Но, должно быть, каким-то иным смыслом в его устах наполнились эти слова, ибо Павел Петрович тотчас спросил:

— А что?

— А то, что и голова, и кровь у нас с вами разные…

И службу Отечеству по-разному мы с вами понимаем. Да и само Отечество у вас одно, а у меня — совсем другое. У меня Отечество пота… труда подневольного… у меня Отечество человека, которого вы придавили… который только сейчас распрямился и которого вам опять согнуть бы хотелось.

— Вы это мне? — с неподдельным интересом откликнулся Павел Петрович.

— Достаточных оснований не имею… А были бы — я с вами бесед бы не вел.

— Ну, и слава богу, — засмеявшись, сказал Цингер с ощутимой, правда, двусмысленностью: то ли доволен он был, что нет еще достаточных оснований подозревать его во враждебных к новой власти намерениях, то ли давал понять, что подобных оснований ни у кого не может быть вообще ввиду сугубой его лояльности.

Шли они довольно медленно — Полторацкий устал, а Цингер, похоже, рад был случаю с ним поговорить.
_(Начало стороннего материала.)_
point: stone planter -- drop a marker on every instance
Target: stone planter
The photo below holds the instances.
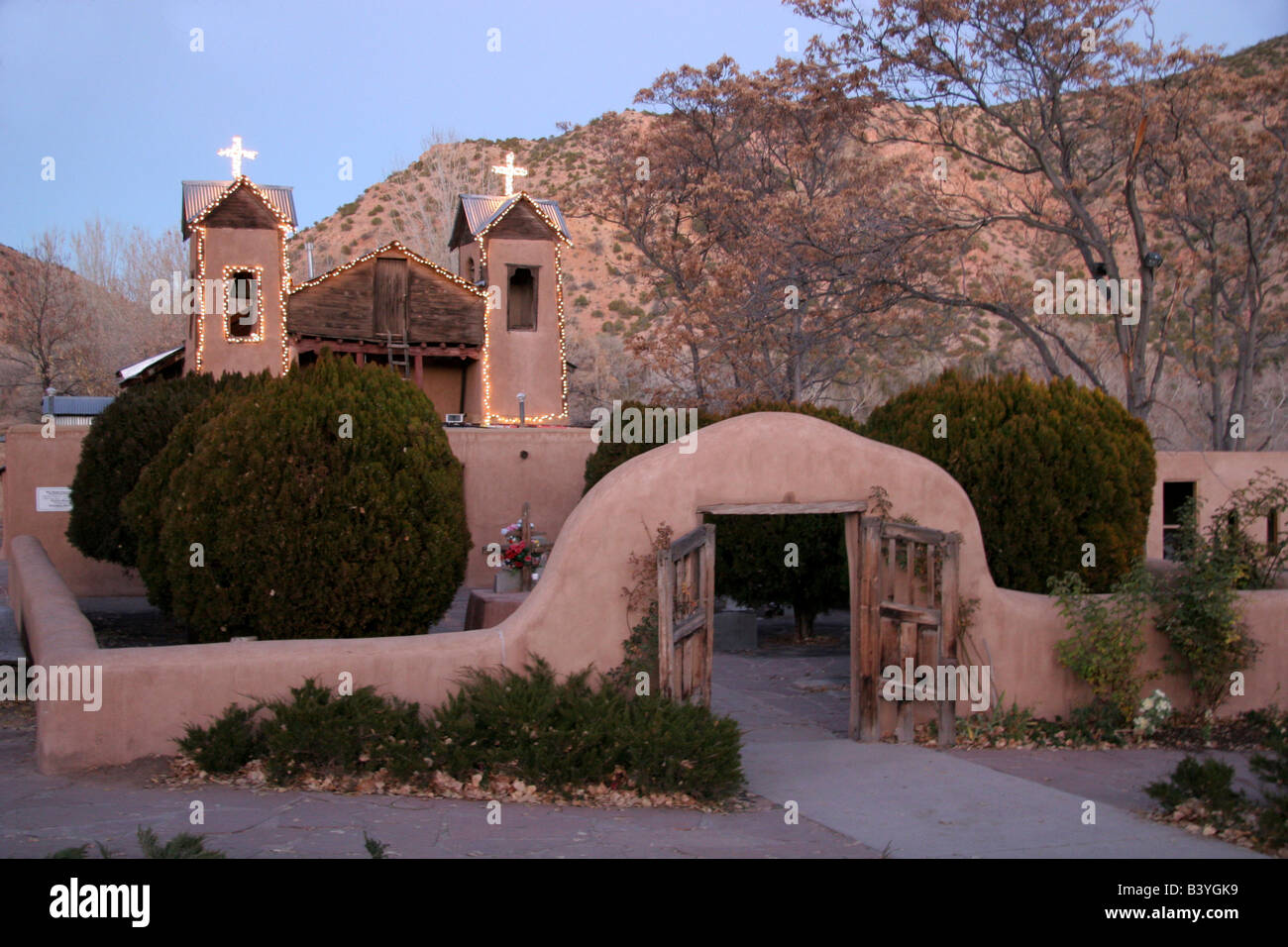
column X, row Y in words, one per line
column 507, row 579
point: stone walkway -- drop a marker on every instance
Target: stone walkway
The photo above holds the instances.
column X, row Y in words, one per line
column 793, row 702
column 922, row 802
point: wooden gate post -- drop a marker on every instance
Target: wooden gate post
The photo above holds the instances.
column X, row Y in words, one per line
column 870, row 628
column 665, row 620
column 948, row 617
column 854, row 564
column 707, row 589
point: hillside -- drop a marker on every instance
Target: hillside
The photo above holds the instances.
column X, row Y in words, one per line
column 606, row 304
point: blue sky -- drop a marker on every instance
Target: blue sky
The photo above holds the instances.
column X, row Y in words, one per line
column 115, row 95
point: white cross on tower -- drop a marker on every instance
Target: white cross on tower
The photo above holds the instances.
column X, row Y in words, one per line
column 509, row 171
column 236, row 153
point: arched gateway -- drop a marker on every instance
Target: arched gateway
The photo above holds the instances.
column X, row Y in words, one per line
column 906, row 579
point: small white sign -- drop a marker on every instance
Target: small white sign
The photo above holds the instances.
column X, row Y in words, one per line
column 53, row 499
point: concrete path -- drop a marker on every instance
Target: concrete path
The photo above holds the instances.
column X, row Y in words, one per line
column 40, row 814
column 855, row 799
column 917, row 801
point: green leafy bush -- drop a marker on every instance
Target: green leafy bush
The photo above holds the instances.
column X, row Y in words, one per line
column 1047, row 467
column 364, row 732
column 1108, row 637
column 183, row 845
column 570, row 733
column 228, row 744
column 1210, row 783
column 141, row 508
column 326, row 504
column 1199, row 609
column 1258, row 565
column 123, row 441
column 557, row 735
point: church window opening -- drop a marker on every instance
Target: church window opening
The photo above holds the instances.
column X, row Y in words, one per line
column 522, row 298
column 243, row 303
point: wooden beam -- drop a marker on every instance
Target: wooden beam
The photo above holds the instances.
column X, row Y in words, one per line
column 777, row 509
column 913, row 534
column 688, row 543
column 898, row 611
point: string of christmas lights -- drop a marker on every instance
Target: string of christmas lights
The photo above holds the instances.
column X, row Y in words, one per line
column 258, row 335
column 283, row 231
column 398, row 247
column 488, row 418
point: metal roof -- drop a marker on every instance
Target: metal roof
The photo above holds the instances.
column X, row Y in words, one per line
column 198, row 195
column 132, row 371
column 64, row 405
column 482, row 210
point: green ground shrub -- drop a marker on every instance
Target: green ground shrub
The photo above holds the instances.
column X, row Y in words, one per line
column 568, row 733
column 228, row 744
column 558, row 735
column 320, row 732
column 326, row 504
column 1209, row 781
column 123, row 441
column 1198, row 608
column 1047, row 467
column 1108, row 637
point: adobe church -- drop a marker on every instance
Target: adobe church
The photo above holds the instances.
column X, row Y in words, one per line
column 476, row 342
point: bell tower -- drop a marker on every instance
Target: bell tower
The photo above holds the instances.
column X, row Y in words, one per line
column 237, row 235
column 510, row 245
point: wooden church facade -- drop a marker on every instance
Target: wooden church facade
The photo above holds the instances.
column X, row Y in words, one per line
column 476, row 342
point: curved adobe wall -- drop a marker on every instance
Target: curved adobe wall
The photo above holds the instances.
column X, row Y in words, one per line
column 576, row 615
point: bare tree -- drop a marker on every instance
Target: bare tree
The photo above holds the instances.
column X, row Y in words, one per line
column 1051, row 111
column 46, row 331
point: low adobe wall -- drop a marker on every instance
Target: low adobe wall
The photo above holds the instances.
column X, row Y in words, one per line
column 35, row 462
column 1215, row 474
column 498, row 478
column 576, row 615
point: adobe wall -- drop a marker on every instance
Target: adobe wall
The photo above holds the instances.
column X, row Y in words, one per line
column 37, row 462
column 498, row 479
column 776, row 458
column 1215, row 475
column 576, row 615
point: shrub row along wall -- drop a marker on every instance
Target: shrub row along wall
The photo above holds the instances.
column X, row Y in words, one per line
column 576, row 615
column 498, row 478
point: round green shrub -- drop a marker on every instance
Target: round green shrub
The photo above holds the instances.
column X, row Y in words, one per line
column 129, row 433
column 141, row 508
column 1047, row 467
column 305, row 531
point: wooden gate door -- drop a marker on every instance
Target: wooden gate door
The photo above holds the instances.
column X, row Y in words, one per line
column 686, row 615
column 907, row 609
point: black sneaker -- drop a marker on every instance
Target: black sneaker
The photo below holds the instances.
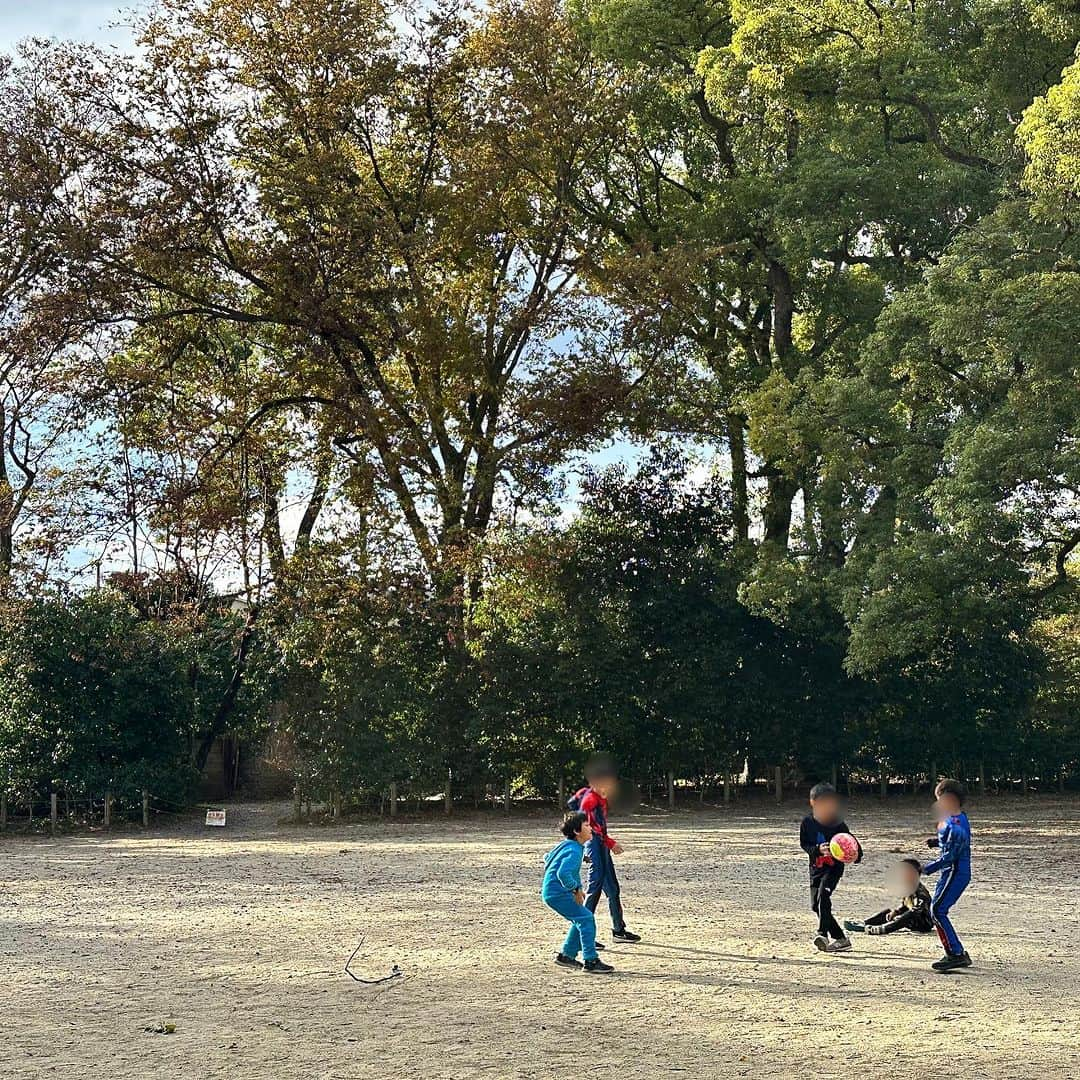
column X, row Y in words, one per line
column 952, row 961
column 597, row 968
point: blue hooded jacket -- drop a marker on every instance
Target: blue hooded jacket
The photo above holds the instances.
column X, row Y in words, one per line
column 562, row 868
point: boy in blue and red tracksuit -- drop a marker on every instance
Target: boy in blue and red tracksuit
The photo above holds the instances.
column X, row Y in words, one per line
column 954, row 862
column 593, row 801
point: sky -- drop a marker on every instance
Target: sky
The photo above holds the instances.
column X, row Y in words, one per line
column 82, row 19
column 96, row 21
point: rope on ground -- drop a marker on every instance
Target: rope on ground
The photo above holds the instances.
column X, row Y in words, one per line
column 395, row 972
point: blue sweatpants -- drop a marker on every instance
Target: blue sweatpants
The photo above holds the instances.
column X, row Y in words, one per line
column 602, row 878
column 950, row 885
column 582, row 935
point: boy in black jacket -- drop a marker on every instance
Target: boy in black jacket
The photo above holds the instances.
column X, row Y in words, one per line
column 818, row 828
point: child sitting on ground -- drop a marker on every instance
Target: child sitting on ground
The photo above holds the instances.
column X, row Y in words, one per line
column 912, row 910
column 562, row 892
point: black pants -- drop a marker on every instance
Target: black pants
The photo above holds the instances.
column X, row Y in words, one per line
column 821, row 902
column 603, row 878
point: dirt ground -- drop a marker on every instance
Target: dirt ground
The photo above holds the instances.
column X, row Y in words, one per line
column 239, row 939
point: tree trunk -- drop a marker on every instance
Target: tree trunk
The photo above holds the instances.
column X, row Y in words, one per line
column 228, row 702
column 740, row 495
column 777, row 515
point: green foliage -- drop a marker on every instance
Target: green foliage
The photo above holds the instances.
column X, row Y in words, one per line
column 95, row 699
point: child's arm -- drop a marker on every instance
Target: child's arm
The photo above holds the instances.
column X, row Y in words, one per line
column 568, row 871
column 808, row 839
column 905, row 919
column 947, row 853
column 593, row 808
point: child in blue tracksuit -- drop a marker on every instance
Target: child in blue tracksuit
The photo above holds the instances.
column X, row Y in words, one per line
column 954, row 862
column 562, row 892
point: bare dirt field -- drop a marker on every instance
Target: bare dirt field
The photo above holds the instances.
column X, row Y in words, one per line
column 239, row 939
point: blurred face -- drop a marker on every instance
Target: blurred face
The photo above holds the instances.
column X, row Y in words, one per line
column 605, row 786
column 826, row 809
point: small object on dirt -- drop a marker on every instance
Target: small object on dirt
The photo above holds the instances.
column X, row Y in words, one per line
column 395, row 972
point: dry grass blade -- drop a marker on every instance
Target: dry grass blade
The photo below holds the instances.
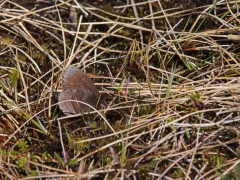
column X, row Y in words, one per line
column 168, row 75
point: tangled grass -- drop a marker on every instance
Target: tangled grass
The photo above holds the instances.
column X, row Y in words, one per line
column 168, row 74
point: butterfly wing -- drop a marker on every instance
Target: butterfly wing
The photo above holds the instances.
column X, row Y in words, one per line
column 77, row 87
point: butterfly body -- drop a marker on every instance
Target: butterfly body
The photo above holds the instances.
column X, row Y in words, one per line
column 77, row 86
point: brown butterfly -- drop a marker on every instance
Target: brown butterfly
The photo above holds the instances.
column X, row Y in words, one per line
column 78, row 87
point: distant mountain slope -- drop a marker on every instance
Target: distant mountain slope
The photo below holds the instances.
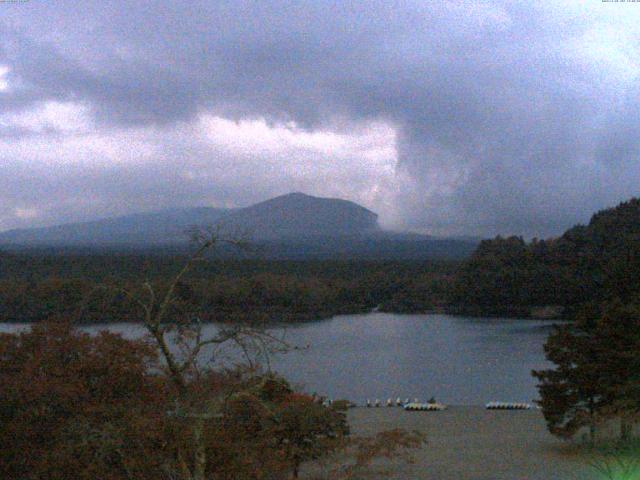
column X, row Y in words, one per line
column 292, row 215
column 163, row 227
column 299, row 215
column 293, row 226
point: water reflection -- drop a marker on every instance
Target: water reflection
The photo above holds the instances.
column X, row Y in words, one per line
column 458, row 360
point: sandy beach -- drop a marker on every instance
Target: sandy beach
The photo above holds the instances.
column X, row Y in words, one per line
column 471, row 443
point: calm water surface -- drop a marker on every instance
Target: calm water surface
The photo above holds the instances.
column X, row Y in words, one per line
column 458, row 360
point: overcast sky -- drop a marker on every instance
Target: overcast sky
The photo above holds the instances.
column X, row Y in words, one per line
column 462, row 117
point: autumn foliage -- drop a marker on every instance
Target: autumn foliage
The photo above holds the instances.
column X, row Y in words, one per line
column 76, row 406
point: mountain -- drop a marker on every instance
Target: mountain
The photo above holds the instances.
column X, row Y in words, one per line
column 596, row 262
column 162, row 227
column 298, row 215
column 289, row 226
column 288, row 216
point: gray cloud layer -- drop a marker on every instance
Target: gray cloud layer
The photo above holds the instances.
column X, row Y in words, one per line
column 508, row 118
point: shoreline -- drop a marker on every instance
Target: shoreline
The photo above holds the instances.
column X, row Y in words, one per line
column 472, row 443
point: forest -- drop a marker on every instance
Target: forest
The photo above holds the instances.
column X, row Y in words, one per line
column 588, row 264
column 504, row 276
column 37, row 285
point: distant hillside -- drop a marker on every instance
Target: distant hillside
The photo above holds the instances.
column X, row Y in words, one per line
column 298, row 215
column 290, row 215
column 163, row 227
column 588, row 263
column 293, row 226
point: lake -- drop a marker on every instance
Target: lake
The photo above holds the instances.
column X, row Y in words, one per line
column 458, row 360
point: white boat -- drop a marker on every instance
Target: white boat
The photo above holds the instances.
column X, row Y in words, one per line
column 507, row 406
column 415, row 406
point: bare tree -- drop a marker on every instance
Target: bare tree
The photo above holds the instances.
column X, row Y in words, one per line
column 181, row 343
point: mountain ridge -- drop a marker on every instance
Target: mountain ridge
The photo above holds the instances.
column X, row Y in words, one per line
column 294, row 225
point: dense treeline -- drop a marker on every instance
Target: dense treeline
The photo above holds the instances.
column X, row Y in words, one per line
column 588, row 264
column 504, row 276
column 35, row 286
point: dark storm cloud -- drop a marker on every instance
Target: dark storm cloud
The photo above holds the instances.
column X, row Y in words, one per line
column 511, row 118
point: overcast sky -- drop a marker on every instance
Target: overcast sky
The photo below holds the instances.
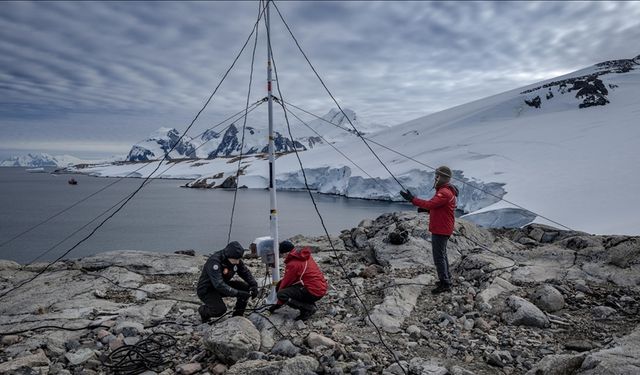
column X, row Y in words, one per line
column 91, row 78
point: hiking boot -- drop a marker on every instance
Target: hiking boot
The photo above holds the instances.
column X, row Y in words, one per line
column 203, row 316
column 441, row 288
column 305, row 314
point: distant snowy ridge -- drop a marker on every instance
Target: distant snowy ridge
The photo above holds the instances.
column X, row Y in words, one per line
column 576, row 166
column 45, row 160
column 227, row 142
column 589, row 88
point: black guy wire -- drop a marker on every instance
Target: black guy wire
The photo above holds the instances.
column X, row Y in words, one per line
column 148, row 177
column 376, row 180
column 433, row 168
column 353, row 287
column 113, row 206
column 334, row 99
column 244, row 125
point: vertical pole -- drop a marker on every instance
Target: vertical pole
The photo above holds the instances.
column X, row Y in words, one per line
column 273, row 214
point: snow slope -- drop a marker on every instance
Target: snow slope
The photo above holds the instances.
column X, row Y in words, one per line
column 569, row 156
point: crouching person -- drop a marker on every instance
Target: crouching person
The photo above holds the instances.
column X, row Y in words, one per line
column 216, row 282
column 303, row 282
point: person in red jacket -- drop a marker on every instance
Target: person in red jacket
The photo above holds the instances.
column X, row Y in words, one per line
column 303, row 283
column 441, row 209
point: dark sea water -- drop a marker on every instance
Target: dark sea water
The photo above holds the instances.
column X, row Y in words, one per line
column 162, row 217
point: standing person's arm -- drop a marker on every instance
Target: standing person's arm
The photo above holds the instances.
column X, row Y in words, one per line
column 442, row 197
column 214, row 271
column 291, row 275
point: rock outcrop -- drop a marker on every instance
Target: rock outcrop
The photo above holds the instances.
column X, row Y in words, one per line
column 535, row 300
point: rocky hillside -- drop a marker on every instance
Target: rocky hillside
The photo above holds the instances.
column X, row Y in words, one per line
column 535, row 300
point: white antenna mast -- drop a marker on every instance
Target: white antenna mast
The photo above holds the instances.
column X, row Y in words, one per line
column 273, row 213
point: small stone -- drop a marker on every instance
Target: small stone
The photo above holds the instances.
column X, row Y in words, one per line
column 492, row 339
column 10, row 340
column 468, row 324
column 80, row 356
column 71, row 345
column 117, row 342
column 131, row 340
column 602, row 312
column 102, row 333
column 579, row 345
column 285, row 348
column 219, row 369
column 481, row 324
column 188, row 368
column 413, row 331
column 314, row 340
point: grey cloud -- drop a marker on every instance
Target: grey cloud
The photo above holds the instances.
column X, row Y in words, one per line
column 390, row 60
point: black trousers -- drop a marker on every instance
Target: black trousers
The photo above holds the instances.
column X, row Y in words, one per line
column 440, row 259
column 214, row 305
column 298, row 297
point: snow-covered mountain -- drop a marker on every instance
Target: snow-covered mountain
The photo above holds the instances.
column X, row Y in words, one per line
column 227, row 142
column 40, row 160
column 45, row 160
column 561, row 152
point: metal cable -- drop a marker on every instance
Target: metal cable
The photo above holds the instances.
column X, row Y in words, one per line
column 353, row 287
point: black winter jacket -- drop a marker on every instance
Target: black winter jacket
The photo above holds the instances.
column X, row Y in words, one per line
column 218, row 270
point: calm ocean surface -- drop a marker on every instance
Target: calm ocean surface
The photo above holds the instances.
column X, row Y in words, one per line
column 162, row 217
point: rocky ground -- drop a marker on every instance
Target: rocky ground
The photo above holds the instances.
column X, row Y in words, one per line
column 525, row 301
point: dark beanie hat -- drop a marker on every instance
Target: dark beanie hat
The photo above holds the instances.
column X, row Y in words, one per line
column 234, row 250
column 285, row 246
column 444, row 171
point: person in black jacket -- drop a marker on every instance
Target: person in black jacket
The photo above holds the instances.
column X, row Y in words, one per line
column 216, row 282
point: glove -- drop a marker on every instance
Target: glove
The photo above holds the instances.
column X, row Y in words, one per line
column 253, row 291
column 243, row 294
column 406, row 195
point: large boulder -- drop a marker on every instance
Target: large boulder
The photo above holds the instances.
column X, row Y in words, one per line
column 498, row 286
column 398, row 303
column 622, row 359
column 232, row 339
column 292, row 366
column 557, row 364
column 548, row 298
column 522, row 312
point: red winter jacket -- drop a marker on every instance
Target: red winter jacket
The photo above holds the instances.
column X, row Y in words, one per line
column 302, row 269
column 441, row 207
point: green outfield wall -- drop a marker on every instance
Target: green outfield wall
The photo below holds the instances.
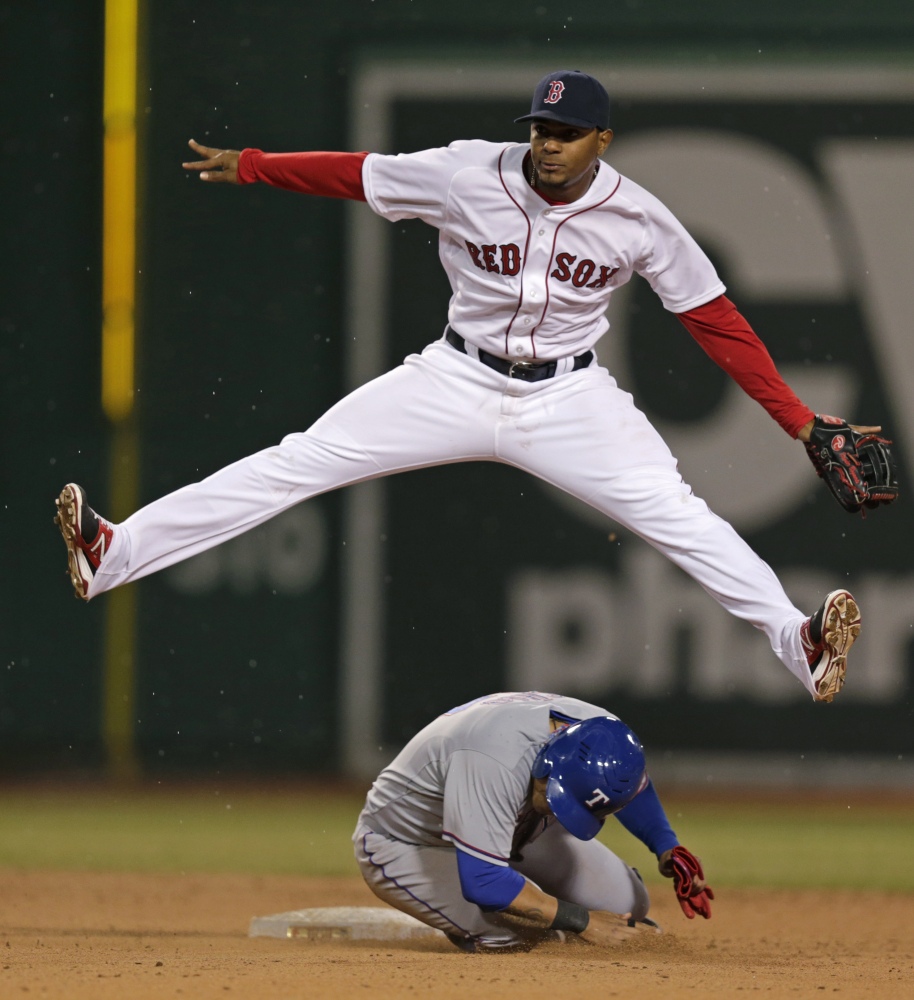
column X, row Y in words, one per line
column 784, row 139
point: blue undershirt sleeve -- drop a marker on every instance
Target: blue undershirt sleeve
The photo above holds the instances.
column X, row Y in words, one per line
column 490, row 887
column 645, row 819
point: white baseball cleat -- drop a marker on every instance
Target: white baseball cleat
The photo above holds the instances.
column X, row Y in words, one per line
column 827, row 638
column 78, row 523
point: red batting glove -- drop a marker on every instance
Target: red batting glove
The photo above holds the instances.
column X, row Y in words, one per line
column 688, row 879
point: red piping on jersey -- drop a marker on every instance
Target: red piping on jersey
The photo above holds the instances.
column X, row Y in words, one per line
column 520, row 299
column 552, row 257
column 478, row 850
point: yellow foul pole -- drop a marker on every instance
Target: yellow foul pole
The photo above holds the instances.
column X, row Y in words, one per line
column 118, row 360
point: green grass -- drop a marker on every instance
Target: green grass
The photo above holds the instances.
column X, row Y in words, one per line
column 306, row 831
column 295, row 832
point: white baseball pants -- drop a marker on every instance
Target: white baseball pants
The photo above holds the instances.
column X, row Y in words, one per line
column 577, row 431
column 424, row 882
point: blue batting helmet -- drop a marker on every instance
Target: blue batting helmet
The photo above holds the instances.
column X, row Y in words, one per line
column 594, row 767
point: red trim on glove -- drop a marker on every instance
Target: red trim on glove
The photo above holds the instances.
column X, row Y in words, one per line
column 686, row 870
column 332, row 175
column 727, row 338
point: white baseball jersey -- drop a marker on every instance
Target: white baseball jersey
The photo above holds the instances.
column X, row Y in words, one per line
column 531, row 279
column 465, row 778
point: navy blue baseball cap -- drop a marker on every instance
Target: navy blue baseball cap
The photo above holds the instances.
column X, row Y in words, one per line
column 571, row 97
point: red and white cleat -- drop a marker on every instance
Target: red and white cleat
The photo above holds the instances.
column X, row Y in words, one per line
column 827, row 638
column 86, row 535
В выборе кратчайшего пути Павел Петрович просил положиться на него, сказав, что Ташкент знает отменно, причем не только новый, но и старый, чем могли похвалиться не многие европейцы. Выяснилось, кроме того, что и местным языком владеет Павел Петрович; знает и арабский и шесть лет назад на казенный счет выпустил в Асхабаде три тома, объединенные общим названием «Суть исламизма» и толкующие Коран и всякие мусульманские тонкости. Правда, не без усилия засмеявшись, счел нужным отметить Цингер, сей труд признанными столпами востоковедения, в частности академиком Бартольдом, встречен был весьма прохладно, однако у военного ведомства, платившего за издание, был на это свой взгляд, скорее практический или, вернее, стратегический, чем научный. (Вообще, с насмешкой промолвил спутник Полторацкого, эти ученые ревнивы, как сто венецианских мавров…) Что же касается Туркестана, то тут эти настроения панисламизма подогревались поразительной бездарностью… да, да, бездарностью и вдобавок алчностью власти! Власть должна быть грозной и честной, говаривал генерал Кауфман. Но мы управлять не умеем. Нас подводил разлад… При всей огромности нашей империи мы — народ совершенно негосударственный. Нет империи, резко сказал Полторацкий, есть республика. Пора бы запомнить. И республика докажет, что она умеет управлять. Именно этим мы сейчас занимаемся… Хотите помочь нам? Пожалуйста! Если же помешать думаете… Не советую. Так заключил Полторацкий, и Павел Петрович, воскликнув с горячностью, может быть, несколько излишней: «Мешать? Что вы, Павел Герасимович, помилуйте!» — и с явным стремлением от этой темы уйти, продолжал свое: раз власть несправедлива, то сарту нет иного выхода, как стать под зеленое знамя. Военное ведомство, после короткого молчания проговорил Цингер, потому и взяло на себя расходы по изданию моего труда, что желало распространить сведения об устремлениях возможного и очень грозного противника… о его, так сказать, идейных корнях…

Тут Павел Петрович приостановился и, тронув Полторацкого за рукав, попросил:

— Погодите…

Несколько раз глубоко вздохнув, он двинулся дальше и уже на ходу объяснил:

— Сердце… Пренеприятнейшее ощущение: ударит и замрет… будто вообще собирается остановиться… А потом словно срывается и стучит как попало, взахлеб… я в эти секунды как бы не существую… уже почти там, — и Полторацкий не столько увидел, сколько угадал движение руки Павла Петровича, указавшей в черное, мерцающее обильными звездами небо.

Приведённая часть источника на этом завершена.